A 39-year-old Indian wrote: “I write to you as a citizen of the world, because that is what you were able to do – to reach out to all of us, even in the farthest corners of the globe. As a journalist for an English-language newspaper in Bombay, I was and still am in awe of your constant support for human rights across sex, creed and colour. Your openness for debate and dialogue, for showing your emotions, were special moments for us as we watched it on television back here. You represented and fought for what so many of us in this part of the world wish for. But above all, you will be remembered for giving all of us hope. You will be missed.”
I finally felt that optimism after my new president spoke last Friday.

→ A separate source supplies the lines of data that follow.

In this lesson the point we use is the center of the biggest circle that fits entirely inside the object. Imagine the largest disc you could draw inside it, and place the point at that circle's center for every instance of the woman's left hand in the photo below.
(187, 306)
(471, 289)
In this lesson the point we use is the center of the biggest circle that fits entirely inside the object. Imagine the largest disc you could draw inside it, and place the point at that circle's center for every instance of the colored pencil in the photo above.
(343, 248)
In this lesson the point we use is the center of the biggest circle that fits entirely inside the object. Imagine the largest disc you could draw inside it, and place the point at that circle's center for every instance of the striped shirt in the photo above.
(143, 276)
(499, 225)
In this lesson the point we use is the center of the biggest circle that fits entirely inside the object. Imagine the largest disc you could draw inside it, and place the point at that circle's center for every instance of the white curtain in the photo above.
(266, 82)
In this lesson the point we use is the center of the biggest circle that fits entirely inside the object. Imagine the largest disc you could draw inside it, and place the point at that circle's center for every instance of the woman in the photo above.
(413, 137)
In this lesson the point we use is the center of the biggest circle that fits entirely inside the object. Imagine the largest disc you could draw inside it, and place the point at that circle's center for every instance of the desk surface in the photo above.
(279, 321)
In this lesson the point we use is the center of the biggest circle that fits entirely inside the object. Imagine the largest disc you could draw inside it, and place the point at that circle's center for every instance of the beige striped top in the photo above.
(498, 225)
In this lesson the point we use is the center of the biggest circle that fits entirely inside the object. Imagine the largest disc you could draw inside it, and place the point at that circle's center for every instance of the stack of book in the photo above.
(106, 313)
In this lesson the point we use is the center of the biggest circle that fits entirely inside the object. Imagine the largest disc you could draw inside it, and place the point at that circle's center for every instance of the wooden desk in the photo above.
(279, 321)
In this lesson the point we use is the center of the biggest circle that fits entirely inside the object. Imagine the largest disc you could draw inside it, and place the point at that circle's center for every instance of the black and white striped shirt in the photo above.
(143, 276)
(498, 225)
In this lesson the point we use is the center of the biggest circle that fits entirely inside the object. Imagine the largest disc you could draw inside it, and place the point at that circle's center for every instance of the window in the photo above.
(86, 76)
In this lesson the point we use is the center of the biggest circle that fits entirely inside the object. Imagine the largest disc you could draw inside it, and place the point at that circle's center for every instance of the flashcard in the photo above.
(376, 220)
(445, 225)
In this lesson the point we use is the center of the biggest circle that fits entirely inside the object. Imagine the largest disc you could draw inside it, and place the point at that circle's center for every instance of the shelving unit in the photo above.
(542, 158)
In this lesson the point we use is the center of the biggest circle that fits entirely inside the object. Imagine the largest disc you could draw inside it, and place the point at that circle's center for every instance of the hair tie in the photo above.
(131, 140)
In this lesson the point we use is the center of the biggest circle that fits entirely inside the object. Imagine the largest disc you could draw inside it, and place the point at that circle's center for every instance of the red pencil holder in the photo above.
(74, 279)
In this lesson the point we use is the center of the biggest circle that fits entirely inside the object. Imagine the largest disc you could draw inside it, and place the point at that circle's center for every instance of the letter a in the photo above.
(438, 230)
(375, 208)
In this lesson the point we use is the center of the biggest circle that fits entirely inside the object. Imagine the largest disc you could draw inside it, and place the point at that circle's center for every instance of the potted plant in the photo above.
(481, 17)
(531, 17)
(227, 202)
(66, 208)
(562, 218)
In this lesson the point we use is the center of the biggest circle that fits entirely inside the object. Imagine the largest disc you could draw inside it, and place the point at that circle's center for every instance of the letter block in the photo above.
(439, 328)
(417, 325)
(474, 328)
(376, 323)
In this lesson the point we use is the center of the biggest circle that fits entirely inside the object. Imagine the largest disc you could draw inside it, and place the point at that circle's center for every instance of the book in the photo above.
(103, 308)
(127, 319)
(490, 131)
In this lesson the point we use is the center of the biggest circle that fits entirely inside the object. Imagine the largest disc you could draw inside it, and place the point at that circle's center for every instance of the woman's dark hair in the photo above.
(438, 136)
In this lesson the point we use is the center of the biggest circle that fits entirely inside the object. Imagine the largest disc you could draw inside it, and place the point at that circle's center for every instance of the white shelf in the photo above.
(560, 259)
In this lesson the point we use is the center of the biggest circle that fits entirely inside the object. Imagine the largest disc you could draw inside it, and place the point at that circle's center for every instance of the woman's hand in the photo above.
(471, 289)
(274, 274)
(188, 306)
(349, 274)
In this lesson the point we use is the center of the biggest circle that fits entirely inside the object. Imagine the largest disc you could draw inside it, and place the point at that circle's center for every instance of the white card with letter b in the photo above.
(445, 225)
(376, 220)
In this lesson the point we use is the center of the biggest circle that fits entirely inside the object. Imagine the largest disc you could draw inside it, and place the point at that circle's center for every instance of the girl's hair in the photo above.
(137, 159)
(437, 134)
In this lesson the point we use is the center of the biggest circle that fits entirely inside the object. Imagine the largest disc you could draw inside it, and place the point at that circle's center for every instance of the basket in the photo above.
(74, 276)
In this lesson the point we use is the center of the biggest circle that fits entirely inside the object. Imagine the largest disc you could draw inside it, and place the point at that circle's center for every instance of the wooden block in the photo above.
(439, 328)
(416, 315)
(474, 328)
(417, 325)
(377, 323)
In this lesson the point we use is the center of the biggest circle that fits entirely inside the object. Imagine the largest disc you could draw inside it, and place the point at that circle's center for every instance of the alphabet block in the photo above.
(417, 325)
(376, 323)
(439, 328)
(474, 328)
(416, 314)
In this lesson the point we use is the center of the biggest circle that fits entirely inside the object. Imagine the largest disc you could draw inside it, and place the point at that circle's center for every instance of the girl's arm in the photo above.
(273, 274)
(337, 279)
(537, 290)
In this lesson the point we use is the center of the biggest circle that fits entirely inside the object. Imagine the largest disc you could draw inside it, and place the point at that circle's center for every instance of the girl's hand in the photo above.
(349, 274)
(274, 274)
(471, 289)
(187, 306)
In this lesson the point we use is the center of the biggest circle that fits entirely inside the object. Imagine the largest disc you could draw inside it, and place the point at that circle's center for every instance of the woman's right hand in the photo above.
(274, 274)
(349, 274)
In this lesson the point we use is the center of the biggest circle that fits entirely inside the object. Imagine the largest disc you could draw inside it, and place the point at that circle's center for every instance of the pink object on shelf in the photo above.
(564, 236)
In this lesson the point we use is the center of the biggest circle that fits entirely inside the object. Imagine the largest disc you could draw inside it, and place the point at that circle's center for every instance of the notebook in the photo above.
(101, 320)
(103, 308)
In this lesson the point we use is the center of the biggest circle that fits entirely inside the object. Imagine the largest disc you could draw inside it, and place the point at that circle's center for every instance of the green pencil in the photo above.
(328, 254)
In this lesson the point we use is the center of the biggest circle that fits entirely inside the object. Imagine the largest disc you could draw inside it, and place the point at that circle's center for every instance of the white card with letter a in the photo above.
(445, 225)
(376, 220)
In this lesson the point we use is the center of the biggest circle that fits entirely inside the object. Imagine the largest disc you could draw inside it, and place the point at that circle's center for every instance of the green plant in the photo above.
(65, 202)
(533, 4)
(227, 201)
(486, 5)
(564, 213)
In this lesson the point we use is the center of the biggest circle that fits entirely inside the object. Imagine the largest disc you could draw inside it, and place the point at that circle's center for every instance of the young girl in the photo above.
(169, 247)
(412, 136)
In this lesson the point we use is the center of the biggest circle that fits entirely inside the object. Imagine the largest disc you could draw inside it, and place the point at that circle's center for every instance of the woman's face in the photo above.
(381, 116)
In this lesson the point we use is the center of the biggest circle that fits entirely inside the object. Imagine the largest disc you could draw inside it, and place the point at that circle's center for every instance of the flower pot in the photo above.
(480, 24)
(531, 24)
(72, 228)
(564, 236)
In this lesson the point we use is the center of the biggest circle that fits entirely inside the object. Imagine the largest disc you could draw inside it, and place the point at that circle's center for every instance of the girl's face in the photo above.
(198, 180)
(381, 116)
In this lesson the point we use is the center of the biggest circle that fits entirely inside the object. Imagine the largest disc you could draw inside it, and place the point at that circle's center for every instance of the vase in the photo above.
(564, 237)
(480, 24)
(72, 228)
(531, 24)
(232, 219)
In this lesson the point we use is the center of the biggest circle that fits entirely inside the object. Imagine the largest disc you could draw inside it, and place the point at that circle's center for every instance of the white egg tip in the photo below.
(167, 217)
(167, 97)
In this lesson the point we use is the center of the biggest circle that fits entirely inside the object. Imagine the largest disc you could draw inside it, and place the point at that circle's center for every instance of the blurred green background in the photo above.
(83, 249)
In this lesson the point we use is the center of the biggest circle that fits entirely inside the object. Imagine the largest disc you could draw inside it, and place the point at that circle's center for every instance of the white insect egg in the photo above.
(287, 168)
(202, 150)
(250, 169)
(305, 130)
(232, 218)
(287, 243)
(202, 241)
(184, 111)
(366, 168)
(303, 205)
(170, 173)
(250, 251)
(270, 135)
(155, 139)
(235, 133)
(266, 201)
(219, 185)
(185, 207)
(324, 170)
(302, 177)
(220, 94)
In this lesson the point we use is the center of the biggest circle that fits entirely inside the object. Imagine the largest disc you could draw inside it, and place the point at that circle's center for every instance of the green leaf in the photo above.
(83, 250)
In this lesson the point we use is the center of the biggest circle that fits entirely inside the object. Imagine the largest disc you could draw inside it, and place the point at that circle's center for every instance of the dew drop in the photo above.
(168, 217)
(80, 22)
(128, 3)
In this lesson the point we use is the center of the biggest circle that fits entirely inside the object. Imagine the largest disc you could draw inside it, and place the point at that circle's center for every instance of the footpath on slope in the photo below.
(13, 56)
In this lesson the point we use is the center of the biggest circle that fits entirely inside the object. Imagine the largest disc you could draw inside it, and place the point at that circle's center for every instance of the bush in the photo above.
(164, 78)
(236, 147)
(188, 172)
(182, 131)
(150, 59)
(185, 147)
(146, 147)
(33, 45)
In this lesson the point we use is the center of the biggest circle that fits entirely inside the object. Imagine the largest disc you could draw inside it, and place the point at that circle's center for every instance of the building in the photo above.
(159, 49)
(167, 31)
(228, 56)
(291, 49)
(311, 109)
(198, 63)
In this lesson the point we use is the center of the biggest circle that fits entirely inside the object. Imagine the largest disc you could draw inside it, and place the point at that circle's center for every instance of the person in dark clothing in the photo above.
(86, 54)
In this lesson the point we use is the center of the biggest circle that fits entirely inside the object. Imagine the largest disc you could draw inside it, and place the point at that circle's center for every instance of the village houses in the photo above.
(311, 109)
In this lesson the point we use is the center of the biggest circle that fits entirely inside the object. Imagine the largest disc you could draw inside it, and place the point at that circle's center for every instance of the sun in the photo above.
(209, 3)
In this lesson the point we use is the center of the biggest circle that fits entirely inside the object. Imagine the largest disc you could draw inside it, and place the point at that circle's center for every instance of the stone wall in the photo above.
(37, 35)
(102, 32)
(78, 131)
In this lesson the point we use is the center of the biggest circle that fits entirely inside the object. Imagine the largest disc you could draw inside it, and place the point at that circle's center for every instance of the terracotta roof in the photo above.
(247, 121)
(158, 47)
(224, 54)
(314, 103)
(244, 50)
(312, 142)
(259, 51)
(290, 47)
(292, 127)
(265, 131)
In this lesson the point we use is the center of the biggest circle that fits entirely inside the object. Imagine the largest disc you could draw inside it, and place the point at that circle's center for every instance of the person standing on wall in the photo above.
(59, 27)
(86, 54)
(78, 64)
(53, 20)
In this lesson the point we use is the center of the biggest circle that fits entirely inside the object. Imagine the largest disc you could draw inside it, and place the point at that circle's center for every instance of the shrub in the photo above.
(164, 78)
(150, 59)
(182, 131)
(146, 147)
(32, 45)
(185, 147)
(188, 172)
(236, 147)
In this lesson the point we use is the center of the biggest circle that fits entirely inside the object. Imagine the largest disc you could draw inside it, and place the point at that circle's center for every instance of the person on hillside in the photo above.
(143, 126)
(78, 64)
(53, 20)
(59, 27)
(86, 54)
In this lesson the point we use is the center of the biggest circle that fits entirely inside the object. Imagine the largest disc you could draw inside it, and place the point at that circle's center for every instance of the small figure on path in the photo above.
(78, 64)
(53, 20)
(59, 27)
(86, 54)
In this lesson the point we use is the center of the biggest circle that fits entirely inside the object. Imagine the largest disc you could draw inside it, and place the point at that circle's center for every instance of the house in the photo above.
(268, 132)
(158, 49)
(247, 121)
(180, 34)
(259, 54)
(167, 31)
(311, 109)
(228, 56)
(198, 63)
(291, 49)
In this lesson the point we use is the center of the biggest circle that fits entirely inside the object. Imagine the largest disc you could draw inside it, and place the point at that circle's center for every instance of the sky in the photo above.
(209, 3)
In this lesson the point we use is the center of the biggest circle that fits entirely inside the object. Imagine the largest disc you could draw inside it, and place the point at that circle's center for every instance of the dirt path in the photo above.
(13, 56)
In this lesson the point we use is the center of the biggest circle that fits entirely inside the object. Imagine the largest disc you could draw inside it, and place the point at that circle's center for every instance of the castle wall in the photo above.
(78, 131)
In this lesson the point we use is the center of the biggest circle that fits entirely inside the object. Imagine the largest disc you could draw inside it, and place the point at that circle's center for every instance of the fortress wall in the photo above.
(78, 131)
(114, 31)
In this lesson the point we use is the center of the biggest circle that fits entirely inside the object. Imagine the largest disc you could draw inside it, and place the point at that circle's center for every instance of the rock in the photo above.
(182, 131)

However, it didn’t take long before I was brought back down to earth, landing on my ass. It dawned on me that perhaps the era of the politics of hope and change, which Obama championed, and which undoubtedly galvanised Americans, had already passed in the US. That it was back to the disillusionment of the George W. Bush years.Ramaphosa’s tenure begins where Obama’s did – when the US was in turmoil. Like a fresh coat of paint, he brightened the mood in the room. He spoke of a better tomorrow, of the importance of his people holding onto each other. He laughed at jokes. He told us we could. It seemed to have worked similarly well. But the patience of many in Obama and his message of hope and change eventually ran thin. 
Ramaphosa may not have the luxury of time at all. He finds us at a time of great apathy – we’re working harder for less, the rights of women and children and LGBTI folks are trampled upon as easily as people do grass, education remains a lavish dream for many and severe droughts persist. There is a many obstacle.
He comes at a time when the politics of hope and change seem insufficient – people want a transformative government. We want it now. We are especially impatient because instead of a time of gains after the consolidation of Thabo Mbeki’s reign, Jacob Zuma’s time at the helm proved to be one of great regression on many fronts.
So while the president sought to lift our lowly spirits, he should know that time waits for no man, and neither does a country that’s been deceived for as long as we have been – especially by the party he now also leads, the ANC.